All of it will be borne by PNB right now. Whether someone abused their SWIFT usage is not relevant, if PNB’s SWIFT message said they will pay, they have to pay if there is a default.

But think about the fallout. The problem was that some liabilities were not in the system. There could be more such LoUs. From the same branch or others. Other banks could have such LoUs too. It’s trivial to start looking – and we know that Nirav Modi will not be an isolated case.

Also, the issue was that the limits had no collateral behind them. If all banks are told to verify their non-fund-based limits and demand collateral against them (say at least 25%) then the scale would be absolutely massive. It’s not like this is happening only with Nirav Modi or Choksi. A very large number of importers of commodities have been doing this, and rotating credit. A change in regulation here can change the game dramatically for every other bank (and import account) in the system.

The simple point: this particular transaction will result in a lower loss than 11,000 cr. for PNB. Because of recoveries and such. But if RBI asks all banks to pull up collateral on such lending and stop such practices, the scale is many times larger.

What about the PNB stock?

It’s fallen 17%. But note that it already has 60,000 cr. of gross NPAs. Another 11,000 cr. will hurt it but not kill it. It won’t die – the government will take it over. Shareholders might suffer, but come on as a shareholder of a public sector bank you’re used to suffering.

The problem really is: There is never just one cockroach. When you go deeper, you are likely to find more dirty, dark secrets, and none of them will be any good.

PNB is gonna hurt for a while, but so are others who will find their books similarly tarnished once they investigate.

Will This Bring The Market Down?

Have you been living under a rock? Nothing will ever bring the market down, nowadays.

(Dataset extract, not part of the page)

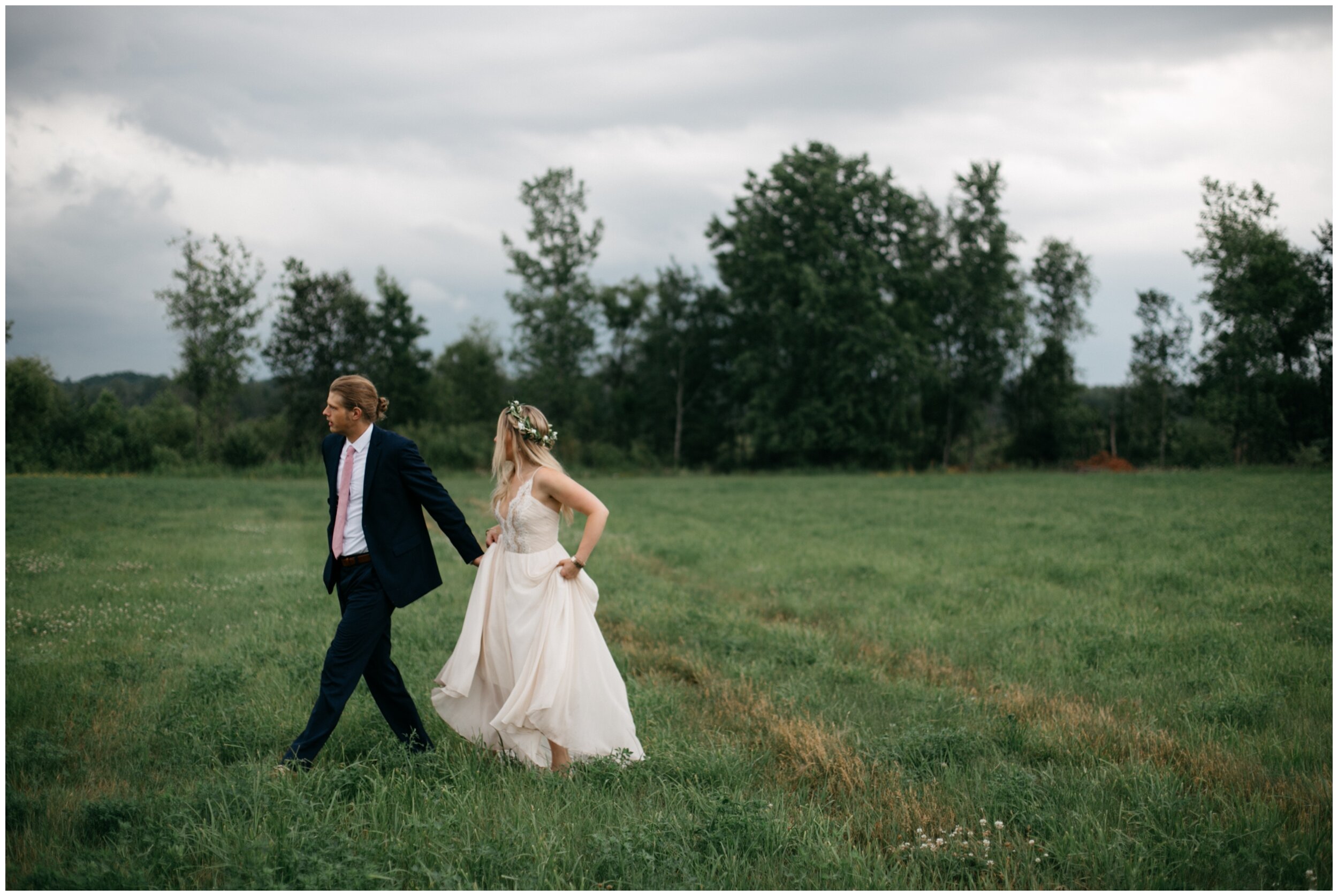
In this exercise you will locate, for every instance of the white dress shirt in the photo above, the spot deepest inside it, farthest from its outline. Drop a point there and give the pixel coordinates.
(354, 540)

But the one thing that does bring markets down is the outflow of liquidity. What if so much of the “ponzi” credit – essentially money that was rolled over very month – is being invested directly, or indirectly, into stocks? If RBI tightens up, liquidity will pull money out of stocks, and that will hurt.

Of course, this hurts the fiscal deficit since PNB has to be rescued. So bond yields are up to 7.6% and therefore we’d avoid any long term funds or bonds. Short term it will have to be.

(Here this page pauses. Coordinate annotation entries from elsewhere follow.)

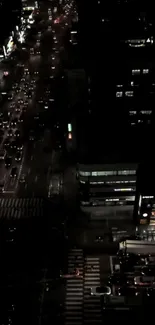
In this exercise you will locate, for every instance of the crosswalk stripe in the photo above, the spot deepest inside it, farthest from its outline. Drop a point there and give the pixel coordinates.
(92, 304)
(73, 303)
(74, 290)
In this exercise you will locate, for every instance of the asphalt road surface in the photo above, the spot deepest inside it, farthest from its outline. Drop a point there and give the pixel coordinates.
(28, 117)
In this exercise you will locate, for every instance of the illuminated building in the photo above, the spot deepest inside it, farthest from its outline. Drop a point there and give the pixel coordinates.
(107, 189)
(144, 212)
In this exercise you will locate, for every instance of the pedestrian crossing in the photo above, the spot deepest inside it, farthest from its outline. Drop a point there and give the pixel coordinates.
(92, 304)
(74, 289)
(17, 208)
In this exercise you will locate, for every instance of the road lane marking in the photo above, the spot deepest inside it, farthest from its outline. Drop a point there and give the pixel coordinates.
(111, 263)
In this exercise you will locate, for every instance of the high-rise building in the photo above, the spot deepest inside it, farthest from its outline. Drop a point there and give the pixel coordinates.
(118, 42)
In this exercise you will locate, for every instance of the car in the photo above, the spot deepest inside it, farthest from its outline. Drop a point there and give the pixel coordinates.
(17, 109)
(6, 143)
(12, 105)
(117, 279)
(100, 291)
(2, 154)
(2, 184)
(19, 146)
(20, 101)
(14, 122)
(18, 156)
(8, 162)
(17, 133)
(10, 96)
(13, 173)
(18, 89)
(10, 133)
(1, 133)
(29, 94)
(6, 123)
(13, 144)
(127, 291)
(26, 103)
(26, 71)
(22, 179)
(31, 135)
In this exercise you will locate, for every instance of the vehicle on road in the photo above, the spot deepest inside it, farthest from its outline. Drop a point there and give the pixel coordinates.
(13, 173)
(22, 179)
(8, 162)
(100, 291)
(18, 156)
(2, 183)
(2, 154)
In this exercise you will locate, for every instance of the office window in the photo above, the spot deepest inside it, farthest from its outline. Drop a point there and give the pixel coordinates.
(145, 71)
(126, 172)
(119, 86)
(84, 173)
(119, 93)
(129, 93)
(135, 71)
(146, 112)
(104, 173)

But overall, we wouldn’t worry too much. Just react, don’t predict. What would you do if stocks fell? Better to answer that than to say they will, or they will not.
(And no, not buying PNB)

Our View: Fix it.

This is the Indian public sector banking system. Fix it.

How can you have transactions on SWIFT outside CBS? Fix it.

Why would you not reconcile the nostro accounts? Suspend the auditors. Fire top management. Fix it.

Closing the door behind Modi, who’s already left the country, is probably useless. If you find fraud,  invoke their personal guarantees, and file cases to attach their personal properties. After that, file in NCLT to make these companies insolvent. Take the hit, and try to recover.

Find out more such instances where collateral cover is too low. Find out if the LoUs or LCs are just getting rolled over or is the customer actually paying back through the Indian current account. And if not, demand more collateral to avoid further spread of the ponzi.

But this is quite unlikely to happen because the banking system is going to take massive hits now, and we’re going to have to deal with the fallout of really horrible systems. It’s amazing that our banks have been this lax, but they have been allowed to; with no bankers being investigated, the rot inside the banks has been ignored and instead, industrialists have been the target of outrage. It’s time to look at banks as malicious players too, and to fix that rot.